The name Enitan means someone with a story or history. It is pronounced as any-ton. Incorporated in August of 2013, The Enitan Story (Enitan) raises awareness of human trafficking and works to change trafficked victims’ stories of trauma and exploitation into success through community education, direct services, and referrals. The program focuses particularly on domestic and foreign born victims of human trafficking and domestic abuse.

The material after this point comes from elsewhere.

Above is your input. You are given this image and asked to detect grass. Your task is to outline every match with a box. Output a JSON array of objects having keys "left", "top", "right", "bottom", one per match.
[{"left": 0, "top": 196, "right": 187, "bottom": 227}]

Enitan’s overall mission is to build communities of support and empower survivors of human trafficking and domestic abuse so that they can in turn give back to their communities. Building on her own experience as a survivor of trafficking and domestic abuse, Enitan’s Director, Bukola Oriola, its trustees and volunteers have established a long-term program plan that includes:
· Educating communities in understanding and identifying trafficking;
· Delivering multi-media outreach to victims to help them identify their situation and take action;
· Providing initial support to maneuver through unfamiliar legal, financial and social systems to help move them from victims to successful survivors;
· Providing cultural and liaison support for survivors and organizations seeking to meet survivors’ needs;
· Establishing a network of linkages with local, national, and international organizations that advocate for and assist those trafficked;
· Maintaining a database of resources to better assist victims;
· Providing short term emergency grants to survivors as they begin to establish themselves independently, bridging financial gaps as they seek necessary medical and psychological help; arranging legal advocacy; finding initial housing, food and schools for children; and awaiting extended processing decisions for government and limited non-profit programs, which they find difficult and sometimes ineligible for.
Enitan operates on both a local and national level. In its first year of operation, the major focus was on awareness raising through educational presentations to schools and groups throughout the greater metropolitan Twin Cities area. Through its television and on-line broadcasts of the Imprisoned Show (www.imprisonedshow.com), Enitan is able to reach out globally to victims, students, community members and service providers. In fact, Imprisoned Show was documented as one of President Obama's accomplishments in combating human trafficking in 2013.
Enitan staff also provides limited counseling, small emergency grants, and medical or legal referrals to victims both locally and nationally, and particularly with African women and young girls who generally do not feel comfortable calling the existing trafficking hotlines for assistance. During its first year of operation, Enitan provided direct support and referral services to 16 survivors, 14 of whom were foreign-born Africans.